One of the simplest ways for programs to maintain their data is by reading and writing text files. In this chapter we will see programs that read and write text files. An alternative is to store the state of the program in a database this aspect of persitent storage will not cover in this course.

File Object

A text file is a sequence of characters stored on a permanent medium like a hard drive, flash memory, or CD-ROM

You have not to manipulate directly these media. Python provides basic functions and methods necessary to manipulate files by default. You can do your most of the file manipulation using a file object. A file object is a high level representation of a file that abstract the media on wich the data are stored.

Files are like books. You open them to start working, then read or write in them and you close them when you have finished your work. However, you have always to know where you are in the book. As children use their fingers when they start to learn reading, you manipulate a file pointer which indicates your current position in the file.

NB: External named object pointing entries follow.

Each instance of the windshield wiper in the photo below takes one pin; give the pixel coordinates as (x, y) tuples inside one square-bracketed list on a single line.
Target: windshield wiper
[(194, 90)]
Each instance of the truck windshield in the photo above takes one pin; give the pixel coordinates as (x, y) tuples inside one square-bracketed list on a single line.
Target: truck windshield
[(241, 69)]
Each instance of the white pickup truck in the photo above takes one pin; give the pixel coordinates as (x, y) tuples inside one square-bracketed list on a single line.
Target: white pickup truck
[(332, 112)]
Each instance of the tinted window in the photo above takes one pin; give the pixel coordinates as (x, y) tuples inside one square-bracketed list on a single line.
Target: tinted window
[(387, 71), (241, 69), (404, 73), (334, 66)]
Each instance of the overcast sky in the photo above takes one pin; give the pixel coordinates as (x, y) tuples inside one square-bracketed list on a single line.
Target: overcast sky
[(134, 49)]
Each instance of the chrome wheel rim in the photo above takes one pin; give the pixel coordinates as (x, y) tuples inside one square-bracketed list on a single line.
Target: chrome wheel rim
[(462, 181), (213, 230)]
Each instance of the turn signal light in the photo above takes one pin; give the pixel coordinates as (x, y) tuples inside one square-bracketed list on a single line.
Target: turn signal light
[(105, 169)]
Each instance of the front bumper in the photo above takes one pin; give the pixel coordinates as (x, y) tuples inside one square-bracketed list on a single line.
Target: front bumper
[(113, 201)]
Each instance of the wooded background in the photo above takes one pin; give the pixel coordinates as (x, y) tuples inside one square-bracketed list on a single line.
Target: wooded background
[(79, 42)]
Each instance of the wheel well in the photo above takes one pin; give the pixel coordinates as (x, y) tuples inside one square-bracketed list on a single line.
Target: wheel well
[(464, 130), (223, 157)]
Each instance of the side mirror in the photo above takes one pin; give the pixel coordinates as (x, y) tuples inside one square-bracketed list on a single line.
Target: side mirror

The first step is to get a file object. The way to do this is to use the open built-in function. As string are coded by default in ascii in python2.7 and utf8 in python3 the signature of the builtin function open has changed between these two python branches.

open built-in function in Python2 and Python3
Python 2 Python 3

open(name[, mode[, buffering]])

Open a file, returning an object of the file type described in section File Objects. If the file cannot be opened, IOError is raised.

  • name : is the file path to be opened
  • mode is a string indicating how the file is to be opened.

open(file, mode=’r’, buffering=-1, encoding=None, errors=None, newline=None, closefd=True, opener=None)

Open a file, returning an object of the file type described in section File Objects. If the file cannot be opened, IOError is raised.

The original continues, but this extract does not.